Reflection from Lynn Miyahira (ELP 2014)
They say that “success breeds success” and I find that to be very true. After I was selected for the 2014 class of the TOMODACHI Emerging Leaders Program (ELP), the United Japanese Society of Hawaii (UJSH) honored me as one of three 2014-2015 Kenjin Kai Young Achievers. The Kenjin Kai Young Achiever award is given to several young members from the various groups that make up the UJSH, and I had the honor of representing the Hawaii United Okinawa Association. I’m sure that my participation in USJC’s ELP played a big role in why I was selected for this honor.
I was incredibly humbled by how many people from our Okinawan association came to the luncheon on January 24th, where the UJSH also honored our very own Dennis Teranishi (Chairman of the Board of Directors at USJC) for his imperial decorations, which were bestowed on him by the Government of Japan. Just looking around the room, I recognized a lot of faces from the USJC Annual Conference, and it was a really nice feeling when they recognized me as well!
In my speech to the audience at the luncheon, I mentioned that a common concern that all of our Japanese cultural groups face is the need to get more young people involved. I am often asked, “How do we get more young people?” My question back to them is often “How did you get involved?” and almost always the response has something to do with a personal relationship to someone who was already involved—either a parent, grandparent, or friend—someone important in their life asked them to get involved. For me it was my father. My dad Wayne was slated to be president of UJSH back in 2008 before he suddenly passed away. I’m proud that I am able to follow in his footsteps and that many of his friends still mentor me along the way. I know that he would be proud of my involvement with the U.S.-Japan Council.
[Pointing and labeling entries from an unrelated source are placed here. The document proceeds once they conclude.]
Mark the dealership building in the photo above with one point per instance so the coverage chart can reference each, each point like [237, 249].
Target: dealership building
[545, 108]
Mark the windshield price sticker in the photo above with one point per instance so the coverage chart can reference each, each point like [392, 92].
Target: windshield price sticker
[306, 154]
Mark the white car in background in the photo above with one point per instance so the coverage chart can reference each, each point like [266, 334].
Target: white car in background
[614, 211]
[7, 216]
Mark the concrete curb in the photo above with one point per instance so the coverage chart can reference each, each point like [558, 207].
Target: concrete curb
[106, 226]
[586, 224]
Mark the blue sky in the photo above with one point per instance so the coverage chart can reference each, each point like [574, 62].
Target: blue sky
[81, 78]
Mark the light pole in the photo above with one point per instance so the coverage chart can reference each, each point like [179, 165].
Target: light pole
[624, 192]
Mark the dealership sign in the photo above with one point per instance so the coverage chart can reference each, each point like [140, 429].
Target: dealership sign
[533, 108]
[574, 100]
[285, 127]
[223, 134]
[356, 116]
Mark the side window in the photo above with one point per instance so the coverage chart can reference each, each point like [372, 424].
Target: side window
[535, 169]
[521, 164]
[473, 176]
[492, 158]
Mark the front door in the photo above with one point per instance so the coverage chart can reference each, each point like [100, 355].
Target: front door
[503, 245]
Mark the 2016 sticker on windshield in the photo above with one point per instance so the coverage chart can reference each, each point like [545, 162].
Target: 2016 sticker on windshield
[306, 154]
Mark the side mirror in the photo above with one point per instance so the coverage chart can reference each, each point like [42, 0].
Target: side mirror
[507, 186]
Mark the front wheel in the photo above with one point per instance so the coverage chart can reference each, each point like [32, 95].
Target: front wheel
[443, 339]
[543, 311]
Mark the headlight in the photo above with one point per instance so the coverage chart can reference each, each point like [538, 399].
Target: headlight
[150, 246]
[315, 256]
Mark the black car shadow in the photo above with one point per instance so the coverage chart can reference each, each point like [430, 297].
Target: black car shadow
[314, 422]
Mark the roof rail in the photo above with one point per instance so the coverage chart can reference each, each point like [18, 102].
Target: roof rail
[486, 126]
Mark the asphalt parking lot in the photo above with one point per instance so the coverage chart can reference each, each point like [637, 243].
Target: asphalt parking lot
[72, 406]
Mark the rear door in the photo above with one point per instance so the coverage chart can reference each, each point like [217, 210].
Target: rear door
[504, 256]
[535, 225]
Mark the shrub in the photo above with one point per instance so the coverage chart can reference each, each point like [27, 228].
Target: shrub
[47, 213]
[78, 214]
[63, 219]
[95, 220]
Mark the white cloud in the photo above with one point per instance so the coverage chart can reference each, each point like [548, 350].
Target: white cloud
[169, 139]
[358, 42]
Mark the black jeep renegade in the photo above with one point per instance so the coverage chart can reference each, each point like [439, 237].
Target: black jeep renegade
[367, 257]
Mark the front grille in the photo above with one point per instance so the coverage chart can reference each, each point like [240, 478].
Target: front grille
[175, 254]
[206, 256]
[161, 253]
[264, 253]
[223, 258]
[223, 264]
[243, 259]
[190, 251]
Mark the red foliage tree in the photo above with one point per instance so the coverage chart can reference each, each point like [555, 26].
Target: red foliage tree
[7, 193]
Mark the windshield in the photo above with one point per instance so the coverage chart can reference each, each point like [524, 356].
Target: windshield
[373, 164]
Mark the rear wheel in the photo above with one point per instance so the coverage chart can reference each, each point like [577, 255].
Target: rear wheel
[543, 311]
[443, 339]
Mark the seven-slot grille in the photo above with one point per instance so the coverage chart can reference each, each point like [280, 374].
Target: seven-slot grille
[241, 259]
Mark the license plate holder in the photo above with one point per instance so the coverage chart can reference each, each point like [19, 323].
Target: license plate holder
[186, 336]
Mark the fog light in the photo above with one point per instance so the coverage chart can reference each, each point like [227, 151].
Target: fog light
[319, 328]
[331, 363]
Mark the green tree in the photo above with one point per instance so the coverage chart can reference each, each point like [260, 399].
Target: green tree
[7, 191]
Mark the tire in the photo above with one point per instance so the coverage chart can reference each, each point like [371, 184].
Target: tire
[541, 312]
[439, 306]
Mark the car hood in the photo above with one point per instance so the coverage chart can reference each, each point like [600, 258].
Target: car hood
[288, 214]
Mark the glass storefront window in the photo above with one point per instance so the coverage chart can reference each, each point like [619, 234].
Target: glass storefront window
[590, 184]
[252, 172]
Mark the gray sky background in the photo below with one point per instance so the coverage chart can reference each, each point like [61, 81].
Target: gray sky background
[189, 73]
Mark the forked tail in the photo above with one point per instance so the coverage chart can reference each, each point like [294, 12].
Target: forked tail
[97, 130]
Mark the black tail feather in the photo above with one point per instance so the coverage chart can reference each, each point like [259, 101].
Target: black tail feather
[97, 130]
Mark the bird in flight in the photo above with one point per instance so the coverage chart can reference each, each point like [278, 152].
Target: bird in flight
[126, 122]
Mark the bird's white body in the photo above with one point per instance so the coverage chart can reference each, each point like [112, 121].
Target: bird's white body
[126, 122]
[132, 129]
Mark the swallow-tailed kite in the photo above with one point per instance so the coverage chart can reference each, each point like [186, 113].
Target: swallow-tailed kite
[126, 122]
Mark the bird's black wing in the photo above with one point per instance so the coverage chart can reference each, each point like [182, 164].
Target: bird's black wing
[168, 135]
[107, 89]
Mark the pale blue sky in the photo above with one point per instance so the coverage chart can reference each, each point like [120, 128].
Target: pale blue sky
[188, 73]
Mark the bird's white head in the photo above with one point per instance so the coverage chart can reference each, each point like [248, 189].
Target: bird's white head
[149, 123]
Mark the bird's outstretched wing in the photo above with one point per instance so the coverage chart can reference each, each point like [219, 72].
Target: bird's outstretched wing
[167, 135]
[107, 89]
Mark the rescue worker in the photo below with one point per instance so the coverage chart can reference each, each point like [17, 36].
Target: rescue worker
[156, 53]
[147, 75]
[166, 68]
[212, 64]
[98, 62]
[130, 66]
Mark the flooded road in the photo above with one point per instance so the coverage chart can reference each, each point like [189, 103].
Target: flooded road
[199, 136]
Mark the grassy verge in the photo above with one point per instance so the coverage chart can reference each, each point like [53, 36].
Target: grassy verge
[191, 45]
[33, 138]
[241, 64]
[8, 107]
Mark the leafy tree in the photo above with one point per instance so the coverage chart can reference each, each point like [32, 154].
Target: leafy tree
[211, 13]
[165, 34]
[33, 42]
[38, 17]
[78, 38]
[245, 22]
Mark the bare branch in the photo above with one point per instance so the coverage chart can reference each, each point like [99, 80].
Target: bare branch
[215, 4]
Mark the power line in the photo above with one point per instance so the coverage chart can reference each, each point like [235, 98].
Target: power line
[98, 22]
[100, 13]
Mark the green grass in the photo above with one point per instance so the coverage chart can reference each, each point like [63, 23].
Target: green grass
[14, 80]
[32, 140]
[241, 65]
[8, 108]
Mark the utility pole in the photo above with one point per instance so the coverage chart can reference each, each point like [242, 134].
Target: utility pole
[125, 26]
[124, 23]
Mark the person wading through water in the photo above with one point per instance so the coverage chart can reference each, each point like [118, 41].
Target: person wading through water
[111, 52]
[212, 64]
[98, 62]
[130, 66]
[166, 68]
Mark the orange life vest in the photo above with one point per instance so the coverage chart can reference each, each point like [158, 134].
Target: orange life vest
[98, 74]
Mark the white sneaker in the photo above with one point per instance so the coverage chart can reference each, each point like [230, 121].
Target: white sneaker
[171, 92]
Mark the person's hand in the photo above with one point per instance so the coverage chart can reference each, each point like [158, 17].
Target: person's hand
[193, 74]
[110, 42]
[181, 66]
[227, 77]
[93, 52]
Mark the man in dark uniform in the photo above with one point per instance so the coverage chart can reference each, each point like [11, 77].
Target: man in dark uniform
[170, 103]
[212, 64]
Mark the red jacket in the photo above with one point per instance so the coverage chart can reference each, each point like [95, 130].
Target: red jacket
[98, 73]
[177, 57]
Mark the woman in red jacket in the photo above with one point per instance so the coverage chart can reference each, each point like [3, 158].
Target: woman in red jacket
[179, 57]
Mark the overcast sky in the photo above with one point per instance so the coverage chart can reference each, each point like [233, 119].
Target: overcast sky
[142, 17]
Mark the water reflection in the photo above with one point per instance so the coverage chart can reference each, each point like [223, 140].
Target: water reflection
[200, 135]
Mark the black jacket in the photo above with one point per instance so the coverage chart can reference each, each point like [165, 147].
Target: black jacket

Being part of the ELP group has truly given me an appreciation for the larger Japanese American community. It’s really exciting to see what all of our fellow Emerging Leaders are doing all over the country! We all share a common pride in our heritage, and we understand how that connection is deeper than just a simple networking tool—we “get it.” I am incredibly grateful to be part of ELP, and I’m looking forward to see what other successes it breeds.